Energy & load:
Forecast consumption, smooth peaks
Energy is not a fixed cost block but controllable. Time-series models forecast consumption per machine and shift – and smooth the expensive load peaks that determine your grid charge.
01 The problem – You pay for the highest quarter-hour
Energy cost arises from consumption AND load peak
Industrial energy cost has two drivers: total consumption and the load peak. A single quarter-hour in which several machines start up at once can determine the grid charge for a whole year.
Both are visible in the data: load curve per machine, shift plan, order load. A model forecasts the peak before it occurs – and suggests which start-up can be shifted by minutes without disrupting the plan.
Without loss of comfort and without touching production volumes.
02 The model – Forecast consumption per machine and shift
Time-series regression on load curve, production plan and outside temperature
Prognostizierte Lastspitzen-Fenster/Monat: 6 Spitzenlast: 4.180 kW -> 3.560 kW
Reacting only when the peak is reached is too late.
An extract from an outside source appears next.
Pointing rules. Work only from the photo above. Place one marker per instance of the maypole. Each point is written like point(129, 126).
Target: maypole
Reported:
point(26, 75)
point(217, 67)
The model forecasts the load curve per quarter-hour and detects hours in advance when several machines collide. Peak shaving becomes plannable instead of panicked – individual start-ups offset by minutes, the peak breaks.
03 Business impact – Cut consumption and peak load
The lever: reduced consumption plus smoothed peak-demand charges
No round number: every assumption comes from the sample plant and is stored centrally. With your real figures only the input changes, not the method.
| Item | Value |
|---|---|
| Energy cost / year | €3,200,000 |
| Consumption reduction (6%) | €192,000 |
| Peak-load cost / year | €480,000 |
| Peak smoothing (25%) | €120,000 |
| Result: savings / year | €312,000 |
Assumptions of a sample plant – in a real project your data replaces these values.
Consumption reduction (more efficient operation, avoided idling) and peak smoothing (peak shaving) draw from the same load-curve model. Peak smoothing often has the stronger effect because the demand charge enters the bill disproportionately.
04 Next steps
From the load curve to predictive control
We use existing meter and SCADA data per machine – the granularity usually already exists.
For one plant area the forecast model is built. You see the avoidable peaks of recent months back-calculated.
Predictive warning: "A load peak is due in 90 minutes – offsetting machine X start-up by 8 minutes is enough."